Subito, un summit tra amministratori, questure, prefetture, esperti della materia, uffici di parità. Avviamo una task force sui territori. Apriamo i consultori familiari, gestiamo le sofferenze, prendiamoci cura del malessere delle persone. Riprendiamo le campagne di prevenzione, usciamo fuori da vecchi schemi arcaici di considerare la donna “un oggetto”. Smettiamola con canoni di bellezza, con pubblicità accattivanti, con linguaggi discriminanti-distruttivi legati all’aspetto fisico e alla professionalità delle persone, di usare il potere degli uomini per gestire selezioni al limite della decenza per l’accesso al mondo del lavoro.
Siamo passate dallo stare sotto una campana di vetro, a soffitti di cristallo, a necrologi e casse da morti.
Siamo stufi di sentire ancora di storie di professori universitari e datori che in cambio di esami e lavoro ricattano studentesse e lavoratrici tenute sotto lo scacco da dinamiche sessiste.
La violenza non gestita diventa incontrollabile, su troppi fronti, rischiamo di trovarci solitarie in battaglie perse, sin dall’inizio. Il problema va visto a 360 gradi: famiglia, scuola, lavoro e giustizia.

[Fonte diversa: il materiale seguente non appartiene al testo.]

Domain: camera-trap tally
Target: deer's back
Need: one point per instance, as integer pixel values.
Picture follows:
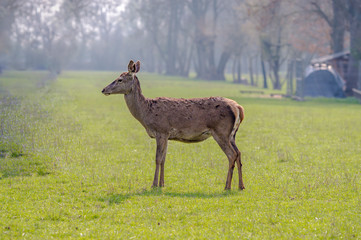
(190, 119)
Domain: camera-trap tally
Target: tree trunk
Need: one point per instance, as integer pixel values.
(337, 26)
(264, 74)
(250, 69)
(222, 65)
(355, 47)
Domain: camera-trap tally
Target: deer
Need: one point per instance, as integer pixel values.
(186, 120)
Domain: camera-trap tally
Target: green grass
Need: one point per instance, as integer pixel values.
(85, 166)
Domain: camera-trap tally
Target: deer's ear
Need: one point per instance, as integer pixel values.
(137, 66)
(131, 66)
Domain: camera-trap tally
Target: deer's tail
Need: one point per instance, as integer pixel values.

Nell’essere, uomo e donna, abbiamo capito che la parità è una questione di cambiamenti drastici sul pensiero e sugli atteggiamenti, siamo dotati di un bagaglio di sopravvivenza e di contrasto alla violenza.
No?! Perché si siamo dimenticati di attivare i servizi di accompagnamento alla vita per gradi, per situazioni e per emergenze. Le priorità sono diventate il fine, a discapito, dei bisogni. Standard e criteri non rispondono a un bel niente, fuori ogni logica vitale e valoriale della persona. La situazione sta sfuggendo di mano; Melania è morta invano se il marito è fuori, dopo dieci anni per buona condotta. Mi dite che giustizia e che messaggi facciamo passare ai deliquenti, presunti e in libertà. Siamo impotenti, tutti se, non si fa piazza pulita dei vagabondi impuniti. Un uomo che fa violenza merita la galera, tutta, senza sconti, l’uomo che cancella l’identità personale, merita la galera, l’uomo che uccide, merita la galera.

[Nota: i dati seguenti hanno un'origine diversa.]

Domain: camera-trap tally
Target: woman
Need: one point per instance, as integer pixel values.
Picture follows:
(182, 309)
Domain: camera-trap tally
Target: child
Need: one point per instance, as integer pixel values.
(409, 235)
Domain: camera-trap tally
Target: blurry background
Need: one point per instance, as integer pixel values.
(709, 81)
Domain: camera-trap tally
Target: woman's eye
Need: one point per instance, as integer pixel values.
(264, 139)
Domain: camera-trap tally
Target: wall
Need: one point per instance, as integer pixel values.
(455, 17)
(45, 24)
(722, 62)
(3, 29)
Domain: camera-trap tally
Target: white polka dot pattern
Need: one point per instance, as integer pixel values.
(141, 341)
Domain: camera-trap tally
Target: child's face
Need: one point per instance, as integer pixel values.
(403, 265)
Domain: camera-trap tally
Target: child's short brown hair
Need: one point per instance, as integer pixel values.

I fatti si ripetono troppo frequentemente per giustificare, per temporeggiare; mentre noi discutiamo, lì fuori è l’inferno.
Anche una donna violentata, stuprata e uccisa porta con sé i problemi non risolti. Sono vent’anni che vedo i soliti progetti finire sul nascere. Bisogna continuare, essere pedanti, sensibilizzare, uomini e donne, per essere migliori, come genitori, coppia, figli, fidanzati e cittadini responsabili e pronti alla vita.
Si inizia dai bambini e dalle bambine, prima che diventino adulti.
La situazione è fuori controllo, violenze fisiche e verbali sono all’ordine del giorno. I numeri parlano. È davvero scioccante, non definire regole e azioni più persuasive, sull’aspetto penale e comportamentale, nel far desistere persino il pensiero da commettere qualsiasi reato. La certezza delle pene il deterrente, ma non basta.
L’immane tragedia tocca a monte, l’educazione.
Primo passo necessario prendere fare prevenzione con esperti nelle scuole, nei luoghi di lavoro, attivare politiche serie per le donne e tutelare la loro vita e garantire l’autonomia, far diventare prassi consolidata, nelle scuole le figure di contatto (sociologi, psicologi educatori), i rapporti interpersonali sono mutevoli e suscettibili di insidie.
Fino ad allora, è richiesto un grande sforzo comunitario e senso di responsabilità.
A quale prezzo e conquista riteniamo il problema davvero risolto?